INTRODUCTION: Limited information exists on gender-related differences in the safety and efficacy of non-vitamin K antagonist oral anticoagulants (NOACs).

AIM OF THE STUDY: To assess the safety and efficacy of direct oral anticoagulants (DOACs)/NOACs in men and women pooling data from randomized controlled trials on the prevention of stroke and systemic embolism in patients with nonvalvular atrial fibrillation (AF) and on the acute and extended treatment of venous thromboembolism (VTE).

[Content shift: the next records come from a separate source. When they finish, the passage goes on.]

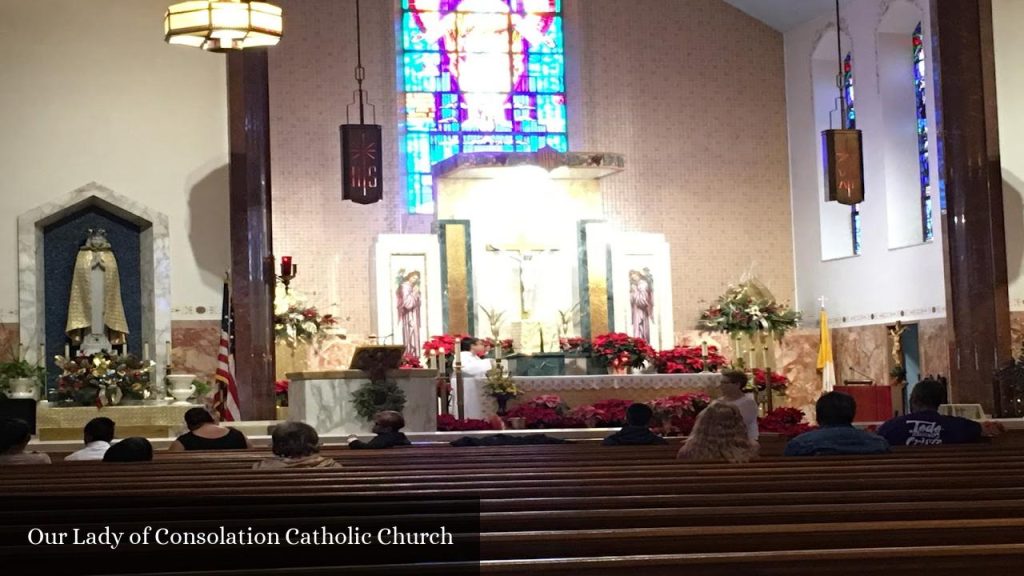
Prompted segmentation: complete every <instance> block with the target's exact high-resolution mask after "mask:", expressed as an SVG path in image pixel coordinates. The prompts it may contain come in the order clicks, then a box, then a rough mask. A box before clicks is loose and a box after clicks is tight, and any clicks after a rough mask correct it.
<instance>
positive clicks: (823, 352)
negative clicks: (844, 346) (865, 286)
mask: <svg viewBox="0 0 1024 576" xmlns="http://www.w3.org/2000/svg"><path fill="white" fill-rule="evenodd" d="M820 323H821V344H820V345H819V346H818V370H821V384H822V386H821V387H822V390H823V392H826V393H827V392H833V388H835V387H836V366H835V365H834V364H833V359H831V335H830V332H829V331H828V313H827V312H825V308H824V307H822V308H821V322H820Z"/></svg>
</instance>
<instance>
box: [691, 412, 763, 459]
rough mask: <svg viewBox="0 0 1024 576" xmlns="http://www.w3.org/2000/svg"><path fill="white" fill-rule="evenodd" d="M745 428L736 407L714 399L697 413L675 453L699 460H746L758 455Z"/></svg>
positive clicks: (747, 428) (755, 447)
mask: <svg viewBox="0 0 1024 576" xmlns="http://www.w3.org/2000/svg"><path fill="white" fill-rule="evenodd" d="M746 429H748V428H746V423H745V422H743V415H742V414H740V412H739V409H738V408H736V407H735V406H733V405H731V404H728V403H726V402H718V401H716V402H713V403H711V405H709V406H708V407H707V408H705V409H703V410H702V411H701V412H700V413H699V414H697V419H696V422H695V423H694V424H693V430H691V431H690V436H689V438H687V439H686V442H685V443H684V444H683V447H682V448H680V449H679V453H678V454H677V455H676V457H677V458H679V459H681V460H693V461H698V462H722V461H725V462H730V463H734V464H738V463H743V462H749V461H751V458H753V457H754V456H756V455H757V445H756V444H755V443H752V442H751V441H750V438H749V437H748V433H746Z"/></svg>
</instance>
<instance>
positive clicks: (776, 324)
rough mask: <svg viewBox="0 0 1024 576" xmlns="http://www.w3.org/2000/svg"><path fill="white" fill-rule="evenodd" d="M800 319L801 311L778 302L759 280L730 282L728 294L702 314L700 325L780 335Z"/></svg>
mask: <svg viewBox="0 0 1024 576" xmlns="http://www.w3.org/2000/svg"><path fill="white" fill-rule="evenodd" d="M799 323H800V313H798V312H796V311H794V310H791V308H790V307H788V306H787V305H785V304H782V303H779V302H778V301H776V300H775V298H774V297H773V296H772V295H771V293H770V292H768V290H767V289H766V288H764V287H763V286H762V285H761V284H760V283H759V282H757V281H756V280H749V281H746V282H742V283H740V284H739V285H737V286H730V287H729V288H728V289H727V290H726V291H725V294H723V295H722V296H720V297H719V298H718V301H716V302H715V303H714V304H712V305H711V306H710V307H709V308H708V310H706V311H703V312H702V313H701V314H700V320H699V321H698V325H699V326H700V327H701V328H705V329H707V330H712V331H717V332H726V333H728V334H730V335H736V334H738V333H748V334H753V333H755V332H759V331H762V332H769V333H771V334H772V336H774V337H776V338H781V337H782V336H783V335H784V334H785V333H786V332H787V331H790V330H792V329H794V328H796V327H797V325H798V324H799Z"/></svg>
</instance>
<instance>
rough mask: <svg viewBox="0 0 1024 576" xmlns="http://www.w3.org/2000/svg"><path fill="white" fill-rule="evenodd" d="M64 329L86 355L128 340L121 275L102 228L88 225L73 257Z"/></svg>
mask: <svg viewBox="0 0 1024 576" xmlns="http://www.w3.org/2000/svg"><path fill="white" fill-rule="evenodd" d="M65 332H66V333H67V334H68V338H69V339H71V341H72V343H74V344H75V345H77V346H79V348H80V349H81V352H82V353H83V354H87V355H89V354H94V353H97V352H112V347H113V346H118V345H123V344H124V343H125V342H126V341H127V338H128V321H127V319H126V317H125V308H124V304H123V303H122V301H121V275H120V274H119V272H118V259H117V258H116V257H115V256H114V250H112V248H111V242H110V241H109V240H108V239H106V231H105V230H102V229H95V230H93V229H89V232H88V235H87V236H86V239H85V244H84V245H83V246H82V247H81V248H80V249H79V251H78V256H77V257H76V258H75V273H74V276H73V277H72V282H71V299H70V301H69V303H68V325H67V328H66V329H65Z"/></svg>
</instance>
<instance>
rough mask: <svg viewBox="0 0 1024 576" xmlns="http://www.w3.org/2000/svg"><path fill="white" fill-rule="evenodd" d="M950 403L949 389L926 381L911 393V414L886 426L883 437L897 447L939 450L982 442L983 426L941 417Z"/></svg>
mask: <svg viewBox="0 0 1024 576" xmlns="http://www.w3.org/2000/svg"><path fill="white" fill-rule="evenodd" d="M945 403H946V386H945V384H943V383H942V382H939V381H937V380H933V379H925V380H922V381H921V382H919V383H918V385H915V386H913V392H912V393H910V410H912V412H910V413H909V414H906V415H903V416H900V417H899V418H893V419H892V420H889V421H888V422H886V423H884V424H882V426H881V427H880V428H879V436H881V437H883V438H885V439H886V440H887V441H889V444H891V445H893V446H937V445H940V444H967V443H972V442H978V441H979V440H981V424H979V423H978V422H975V421H974V420H968V419H967V418H961V417H957V416H944V415H942V414H939V406H941V405H943V404H945Z"/></svg>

METHODS: MEDLINE and EMBASE databases were searched up to June 2014. The efficacy outcome was defined as the prevention of stroke and systemic embolism (AF studies), or as the prevention of recurrent VTE or VTE-related death (VTE studies). The safety outcome was defined as the occurrence of major and/or clinically relevant non-major bleeding. Differences in the efficacy and safety outcomes were expressed as risk ratio (RR) with pertinent 95% confidence intervals (95% CI).

RESULTS: A total of 13 studies (> 100,000 patients) were included. DOACs appeared to have a similar efficacy and safety compared with vitamin K antagonists in female and male patients treated for nonvalvular AF and acute VTE. In the extended treatment of VTE NOACs had a RR of bleeding of 4.97 (95% CI 1.06, 23.41) in males and 1.33 (95% CI 0.63, 2.83) in females compared with placebo (subgroup difference chi-square test: 2.25, p = 0.13).

CONCLUSIONS: No gender-related difference in the efficacy and safety of NOACs in patients with AF or acute VTE was found. A trend toward an increased risk of bleeding in male patients as compared with female patients was detected in the extended treatment of VTE.